How to avoid being a selfish speaker

Whether you are presenting an informal update to your team, trying to convince the board to buy into your expensive project, or walking out into the spotlights on the stage at a large conference – there is one mistake it is very easy to make as a speaker. Because the spotlight (real or metaphorical) is shining on the presenter, it would be easy to think that the speaker is the important one in the room. It would be easy, but it would also be wrong.

When we stand up and speak, we are speaking for the benefit of the audience.  If your goal is not to add value to your audience then your talk is in danger of missing the mark and falling flat.  The audience will quickly loose interest if you talk about yourself. Yet this is the way many business presentations start:  

Hello I’m Bob from the Very Boring Company – let me tell you about us: we’ve been in business for 23 years and we must be good because all our suits are expensive and our offices are flashy….

No one wants to listen to that.  The audience is not interested in how clever you think you are - they will make up their own mind soon enough!  

Your audience has given you a little of their most precious commodity – their time. The minutes they spend listening to you are gone forever.  Make sure the value you give them is well worth the price they have paid.

To avoid being a self-centred presenter, ask yourself: what problem does the audience need or want to solve? And them show them how to do just that.

To avoid being a self-centred presenter, ask yourself: what problem does the audience need or want to solve? And them show them how to do just that.  This subtly changes the tone of your presentation from ‘I’m so clever at digging holes, you should hire me’ to ‘I can help you with the backlog of hole digging which is causing you a headache allowing you to focus on serving your clients and growing your business’

Turning the spotlight onto the audience also has another benefit – it really can help with any nerves and stage-fright you might be feeling.  

When you focus on the audience rather than yourself, your train of thought has to shift from ‘how do I look’ or ‘what do they think of me’ to: ‘how can I serve them best’.   

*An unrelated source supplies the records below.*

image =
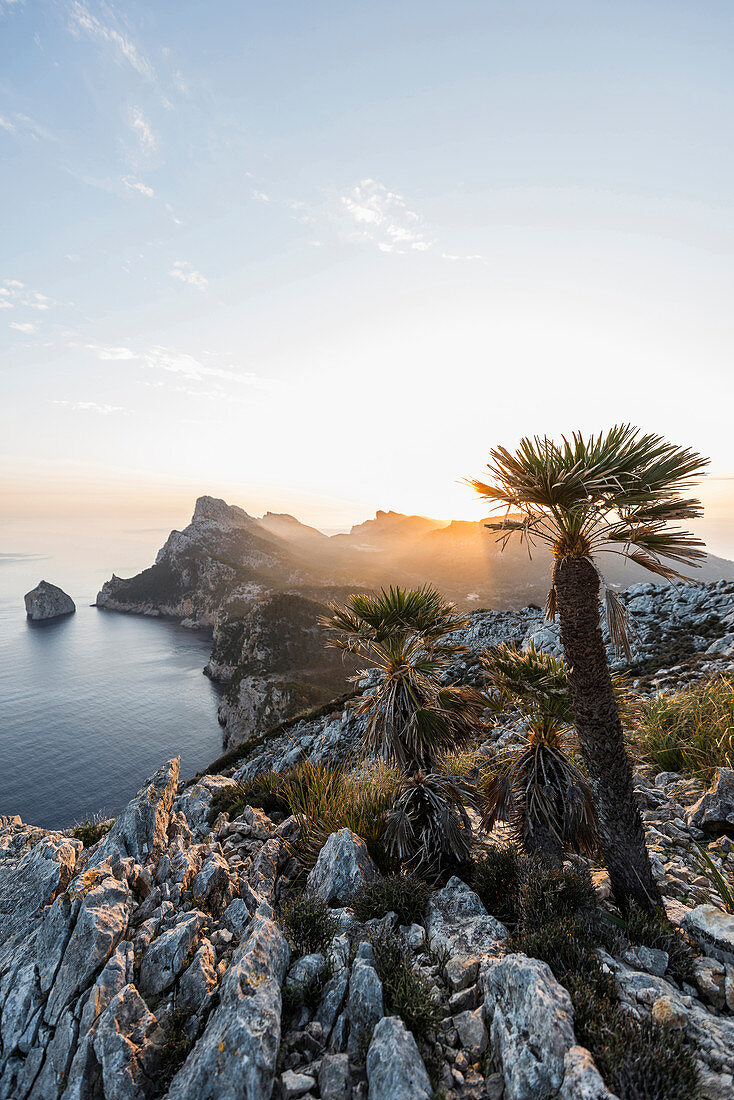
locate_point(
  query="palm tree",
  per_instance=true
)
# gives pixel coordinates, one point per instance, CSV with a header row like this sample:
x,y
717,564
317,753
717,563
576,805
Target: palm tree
x,y
413,717
615,492
538,790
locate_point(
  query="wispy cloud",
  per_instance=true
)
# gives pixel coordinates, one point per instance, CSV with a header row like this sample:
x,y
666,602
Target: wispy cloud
x,y
146,139
192,369
91,407
381,217
185,273
13,293
111,354
81,21
138,185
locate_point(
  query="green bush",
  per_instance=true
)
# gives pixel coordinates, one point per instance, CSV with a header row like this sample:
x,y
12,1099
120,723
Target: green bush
x,y
89,832
690,730
325,800
496,876
308,924
638,1059
655,930
406,992
404,894
549,893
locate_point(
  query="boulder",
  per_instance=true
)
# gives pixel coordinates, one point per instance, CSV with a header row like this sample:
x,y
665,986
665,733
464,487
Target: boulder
x,y
237,1054
47,601
714,811
141,829
394,1066
458,922
532,1026
342,868
712,930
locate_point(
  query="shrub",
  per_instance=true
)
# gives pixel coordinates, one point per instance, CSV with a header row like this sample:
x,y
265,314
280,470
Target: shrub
x,y
497,872
549,893
175,1047
654,930
89,832
308,924
262,791
324,800
690,730
406,992
404,894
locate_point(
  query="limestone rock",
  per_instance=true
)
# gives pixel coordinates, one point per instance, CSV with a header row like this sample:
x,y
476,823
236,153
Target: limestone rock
x,y
712,930
394,1066
237,1054
342,868
141,828
47,601
714,811
458,922
532,1026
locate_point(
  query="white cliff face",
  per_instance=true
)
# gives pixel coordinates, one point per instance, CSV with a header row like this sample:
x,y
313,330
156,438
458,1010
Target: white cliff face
x,y
47,601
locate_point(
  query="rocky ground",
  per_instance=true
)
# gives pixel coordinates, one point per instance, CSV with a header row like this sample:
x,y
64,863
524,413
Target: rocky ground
x,y
155,963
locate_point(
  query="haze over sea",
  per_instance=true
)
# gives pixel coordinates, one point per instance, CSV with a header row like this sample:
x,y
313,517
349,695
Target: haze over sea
x,y
91,704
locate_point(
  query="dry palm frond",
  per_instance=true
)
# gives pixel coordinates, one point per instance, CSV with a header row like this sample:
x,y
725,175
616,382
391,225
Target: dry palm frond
x,y
428,829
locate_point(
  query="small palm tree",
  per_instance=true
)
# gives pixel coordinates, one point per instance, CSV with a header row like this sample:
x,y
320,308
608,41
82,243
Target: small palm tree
x,y
615,492
413,717
538,790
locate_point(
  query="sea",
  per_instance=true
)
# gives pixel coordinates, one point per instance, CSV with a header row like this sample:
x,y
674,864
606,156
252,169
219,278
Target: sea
x,y
94,703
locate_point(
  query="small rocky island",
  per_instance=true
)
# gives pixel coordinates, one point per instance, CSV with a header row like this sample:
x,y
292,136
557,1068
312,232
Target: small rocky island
x,y
47,601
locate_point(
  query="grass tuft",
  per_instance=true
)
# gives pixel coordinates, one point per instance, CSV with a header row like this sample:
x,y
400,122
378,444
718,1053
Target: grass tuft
x,y
690,730
406,992
404,894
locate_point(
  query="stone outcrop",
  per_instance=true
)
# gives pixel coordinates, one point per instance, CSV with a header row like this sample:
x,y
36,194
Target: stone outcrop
x,y
46,602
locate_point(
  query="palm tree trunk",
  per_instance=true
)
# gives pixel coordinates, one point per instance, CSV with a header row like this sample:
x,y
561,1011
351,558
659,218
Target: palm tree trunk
x,y
598,725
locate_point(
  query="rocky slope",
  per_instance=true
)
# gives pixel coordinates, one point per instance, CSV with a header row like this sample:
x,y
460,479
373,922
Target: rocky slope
x,y
155,964
46,602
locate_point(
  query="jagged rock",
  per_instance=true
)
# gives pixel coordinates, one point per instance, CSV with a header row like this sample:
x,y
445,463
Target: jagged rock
x,y
332,999
458,922
165,957
532,1026
394,1066
141,829
122,1046
47,601
342,868
581,1078
295,1085
472,1033
333,1079
364,1004
712,930
714,811
237,1054
195,801
41,875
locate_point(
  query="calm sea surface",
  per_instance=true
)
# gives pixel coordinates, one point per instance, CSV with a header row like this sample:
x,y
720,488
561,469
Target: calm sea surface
x,y
91,704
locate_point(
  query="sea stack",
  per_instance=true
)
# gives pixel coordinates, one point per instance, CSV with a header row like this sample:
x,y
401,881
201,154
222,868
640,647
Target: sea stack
x,y
47,601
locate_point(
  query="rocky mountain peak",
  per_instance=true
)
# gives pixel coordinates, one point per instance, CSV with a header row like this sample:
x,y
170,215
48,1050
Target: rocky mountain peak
x,y
214,509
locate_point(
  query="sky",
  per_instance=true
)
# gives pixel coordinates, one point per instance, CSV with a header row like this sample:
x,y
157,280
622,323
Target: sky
x,y
319,257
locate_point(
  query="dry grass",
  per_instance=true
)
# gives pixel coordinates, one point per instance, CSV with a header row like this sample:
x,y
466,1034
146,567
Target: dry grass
x,y
691,730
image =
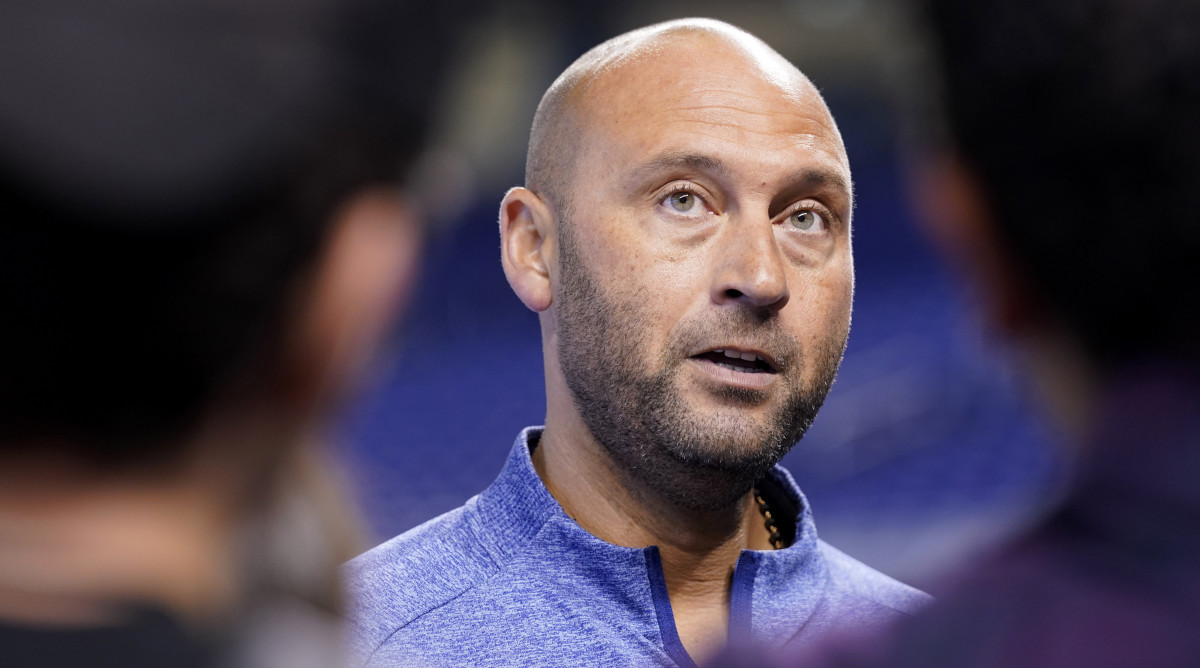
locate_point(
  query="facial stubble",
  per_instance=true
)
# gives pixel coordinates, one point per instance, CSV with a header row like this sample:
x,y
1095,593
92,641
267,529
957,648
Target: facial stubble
x,y
697,459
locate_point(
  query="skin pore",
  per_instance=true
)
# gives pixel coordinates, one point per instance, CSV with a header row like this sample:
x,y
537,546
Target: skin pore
x,y
689,203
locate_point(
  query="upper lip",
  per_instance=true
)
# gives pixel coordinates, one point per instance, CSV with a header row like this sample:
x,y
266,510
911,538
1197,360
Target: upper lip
x,y
744,353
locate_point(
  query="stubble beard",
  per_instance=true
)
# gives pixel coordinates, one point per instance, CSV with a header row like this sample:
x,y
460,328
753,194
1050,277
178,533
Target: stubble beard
x,y
696,459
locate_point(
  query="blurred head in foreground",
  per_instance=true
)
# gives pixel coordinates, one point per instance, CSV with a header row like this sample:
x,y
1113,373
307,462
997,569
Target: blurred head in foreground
x,y
203,236
1067,181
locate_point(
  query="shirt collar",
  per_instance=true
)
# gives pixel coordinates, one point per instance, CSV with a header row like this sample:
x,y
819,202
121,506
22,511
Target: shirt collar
x,y
781,588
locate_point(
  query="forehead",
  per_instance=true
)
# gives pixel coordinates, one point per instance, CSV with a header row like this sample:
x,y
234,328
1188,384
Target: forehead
x,y
708,95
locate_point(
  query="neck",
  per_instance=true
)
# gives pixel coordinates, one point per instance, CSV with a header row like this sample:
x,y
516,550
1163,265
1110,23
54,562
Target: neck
x,y
699,548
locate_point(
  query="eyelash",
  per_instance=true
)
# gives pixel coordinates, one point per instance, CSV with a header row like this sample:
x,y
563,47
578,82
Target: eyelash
x,y
683,186
826,215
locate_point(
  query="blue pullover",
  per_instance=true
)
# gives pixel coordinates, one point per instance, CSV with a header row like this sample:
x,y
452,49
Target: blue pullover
x,y
510,579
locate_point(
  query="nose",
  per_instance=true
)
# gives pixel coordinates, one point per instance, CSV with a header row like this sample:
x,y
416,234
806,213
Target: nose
x,y
749,268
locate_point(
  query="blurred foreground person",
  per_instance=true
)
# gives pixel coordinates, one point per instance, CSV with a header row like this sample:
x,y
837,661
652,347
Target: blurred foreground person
x,y
1071,192
684,238
202,236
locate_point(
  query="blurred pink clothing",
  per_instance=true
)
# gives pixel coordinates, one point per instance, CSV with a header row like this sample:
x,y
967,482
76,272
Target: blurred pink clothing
x,y
1111,577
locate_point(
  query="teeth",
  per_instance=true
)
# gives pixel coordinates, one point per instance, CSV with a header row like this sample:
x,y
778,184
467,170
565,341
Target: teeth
x,y
736,355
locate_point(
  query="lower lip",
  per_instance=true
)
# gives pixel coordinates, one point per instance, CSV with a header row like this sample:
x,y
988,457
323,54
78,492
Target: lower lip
x,y
726,375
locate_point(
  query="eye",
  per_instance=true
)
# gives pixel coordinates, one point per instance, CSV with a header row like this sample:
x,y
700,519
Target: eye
x,y
682,202
807,220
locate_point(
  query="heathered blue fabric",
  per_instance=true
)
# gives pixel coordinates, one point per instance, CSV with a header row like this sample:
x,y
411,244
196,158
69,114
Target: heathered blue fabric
x,y
509,579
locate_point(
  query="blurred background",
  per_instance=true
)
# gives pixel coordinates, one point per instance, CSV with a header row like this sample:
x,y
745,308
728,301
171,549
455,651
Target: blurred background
x,y
924,451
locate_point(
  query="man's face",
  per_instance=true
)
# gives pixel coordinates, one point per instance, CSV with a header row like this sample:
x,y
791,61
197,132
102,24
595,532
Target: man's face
x,y
706,275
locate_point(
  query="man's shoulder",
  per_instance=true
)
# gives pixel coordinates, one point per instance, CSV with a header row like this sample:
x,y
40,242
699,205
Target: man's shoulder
x,y
421,570
851,578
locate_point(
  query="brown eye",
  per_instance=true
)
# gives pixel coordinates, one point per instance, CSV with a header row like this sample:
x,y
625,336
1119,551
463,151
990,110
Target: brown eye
x,y
807,220
682,202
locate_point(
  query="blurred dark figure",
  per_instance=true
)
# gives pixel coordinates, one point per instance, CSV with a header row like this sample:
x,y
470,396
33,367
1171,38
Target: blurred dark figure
x,y
202,238
1069,190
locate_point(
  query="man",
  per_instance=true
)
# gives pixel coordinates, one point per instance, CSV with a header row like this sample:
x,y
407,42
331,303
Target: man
x,y
202,238
684,238
1060,115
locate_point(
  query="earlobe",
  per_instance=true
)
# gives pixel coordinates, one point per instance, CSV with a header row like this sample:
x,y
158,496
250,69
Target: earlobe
x,y
527,246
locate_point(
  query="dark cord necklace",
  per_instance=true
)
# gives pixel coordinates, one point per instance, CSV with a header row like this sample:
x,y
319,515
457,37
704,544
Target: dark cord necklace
x,y
768,521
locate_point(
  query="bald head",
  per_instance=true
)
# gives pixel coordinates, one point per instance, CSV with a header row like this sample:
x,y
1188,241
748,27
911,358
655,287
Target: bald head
x,y
569,106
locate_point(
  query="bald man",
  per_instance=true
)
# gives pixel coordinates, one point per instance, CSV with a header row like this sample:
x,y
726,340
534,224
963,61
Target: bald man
x,y
684,238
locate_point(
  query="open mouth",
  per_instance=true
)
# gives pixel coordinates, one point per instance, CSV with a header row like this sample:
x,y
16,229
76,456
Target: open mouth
x,y
738,360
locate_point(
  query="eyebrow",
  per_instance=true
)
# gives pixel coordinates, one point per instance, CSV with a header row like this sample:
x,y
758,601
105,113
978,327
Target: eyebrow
x,y
673,160
807,176
815,178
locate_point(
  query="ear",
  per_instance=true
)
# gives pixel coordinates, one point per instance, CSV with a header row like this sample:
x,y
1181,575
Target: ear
x,y
527,246
360,282
954,210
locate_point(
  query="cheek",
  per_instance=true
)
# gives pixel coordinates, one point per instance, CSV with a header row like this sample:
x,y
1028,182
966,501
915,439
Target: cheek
x,y
821,316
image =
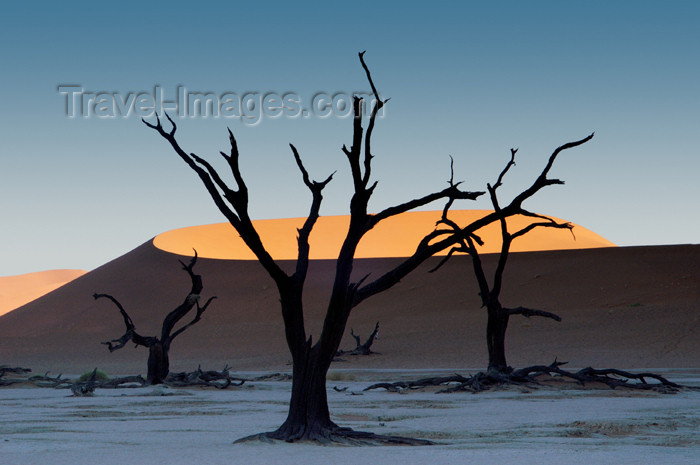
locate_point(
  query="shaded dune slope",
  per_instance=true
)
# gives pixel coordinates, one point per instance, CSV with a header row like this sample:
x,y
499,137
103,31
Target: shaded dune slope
x,y
626,307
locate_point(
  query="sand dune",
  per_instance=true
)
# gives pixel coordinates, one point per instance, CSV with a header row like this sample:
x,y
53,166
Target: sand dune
x,y
628,307
394,237
16,291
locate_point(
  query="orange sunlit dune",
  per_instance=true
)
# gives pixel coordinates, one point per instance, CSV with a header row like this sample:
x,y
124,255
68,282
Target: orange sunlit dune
x,y
394,237
16,291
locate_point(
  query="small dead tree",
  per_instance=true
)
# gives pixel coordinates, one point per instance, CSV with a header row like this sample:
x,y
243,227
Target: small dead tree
x,y
308,417
498,315
158,347
360,348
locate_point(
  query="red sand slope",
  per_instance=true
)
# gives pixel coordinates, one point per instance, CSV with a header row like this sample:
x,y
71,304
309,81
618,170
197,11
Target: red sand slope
x,y
624,307
16,291
394,237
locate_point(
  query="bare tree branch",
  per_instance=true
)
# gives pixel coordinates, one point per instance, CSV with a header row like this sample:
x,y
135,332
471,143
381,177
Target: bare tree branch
x,y
528,312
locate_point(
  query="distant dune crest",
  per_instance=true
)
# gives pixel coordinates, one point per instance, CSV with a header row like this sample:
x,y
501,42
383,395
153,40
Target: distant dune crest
x,y
395,237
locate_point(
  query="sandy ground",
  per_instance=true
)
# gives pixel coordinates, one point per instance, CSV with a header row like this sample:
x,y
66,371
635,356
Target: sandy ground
x,y
184,426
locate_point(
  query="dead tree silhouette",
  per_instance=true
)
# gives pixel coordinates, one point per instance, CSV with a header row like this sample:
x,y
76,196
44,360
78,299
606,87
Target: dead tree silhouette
x,y
308,417
498,315
158,347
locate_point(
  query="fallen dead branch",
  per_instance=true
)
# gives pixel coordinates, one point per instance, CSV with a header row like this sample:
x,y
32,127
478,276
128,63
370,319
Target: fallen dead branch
x,y
532,376
4,369
360,348
218,379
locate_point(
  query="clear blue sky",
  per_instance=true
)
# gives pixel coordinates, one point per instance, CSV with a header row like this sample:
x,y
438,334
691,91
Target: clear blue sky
x,y
468,79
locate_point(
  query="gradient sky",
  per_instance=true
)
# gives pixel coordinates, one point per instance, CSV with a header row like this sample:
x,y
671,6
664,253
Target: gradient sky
x,y
467,79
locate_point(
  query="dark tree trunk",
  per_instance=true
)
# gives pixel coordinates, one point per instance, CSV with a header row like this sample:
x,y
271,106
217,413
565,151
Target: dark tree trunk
x,y
158,363
496,339
309,416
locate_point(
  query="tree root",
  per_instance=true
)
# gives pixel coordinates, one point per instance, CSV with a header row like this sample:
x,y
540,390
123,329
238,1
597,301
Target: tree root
x,y
332,436
531,377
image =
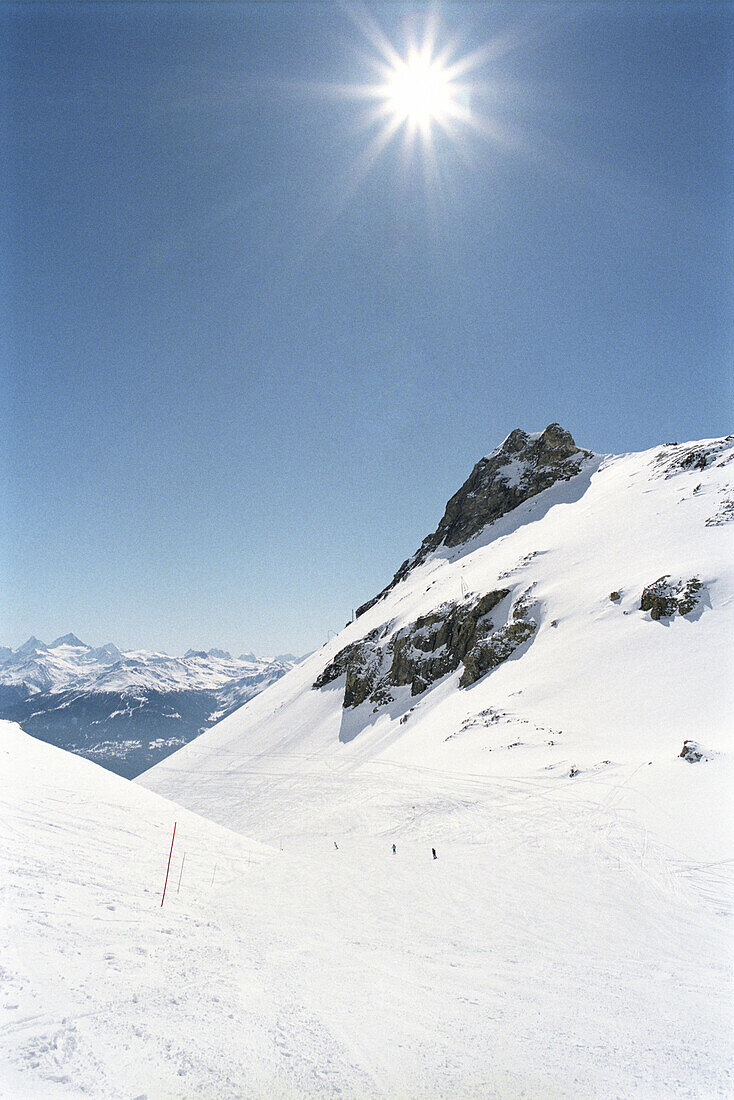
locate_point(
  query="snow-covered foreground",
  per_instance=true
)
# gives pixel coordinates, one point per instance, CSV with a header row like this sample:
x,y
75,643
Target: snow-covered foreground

At the heart of it (warning: hard truth coming…) stage fright is actually quite a self-centred or selfish thing; because you are making your feelings and what you imagine other people’s thoughts about you to be the most important thing at that moment.  Sorry to shatter your illusions but people generally aren’t thinking about you. They are too busy being the star of their own soap-opera. They are thinking about themselves, their worries, their workload and trying to work out whether you are going to say anything worth listening to.  If your talk is designed to make you feel better about you, then you audience will switch off very quickly.  However, if your presentation results in the audience feeling better about themselves, if you offer them help and hope then you will have done your job well.  Most of your audience will not remember what you said a week from today, but they will remember how you made them feel.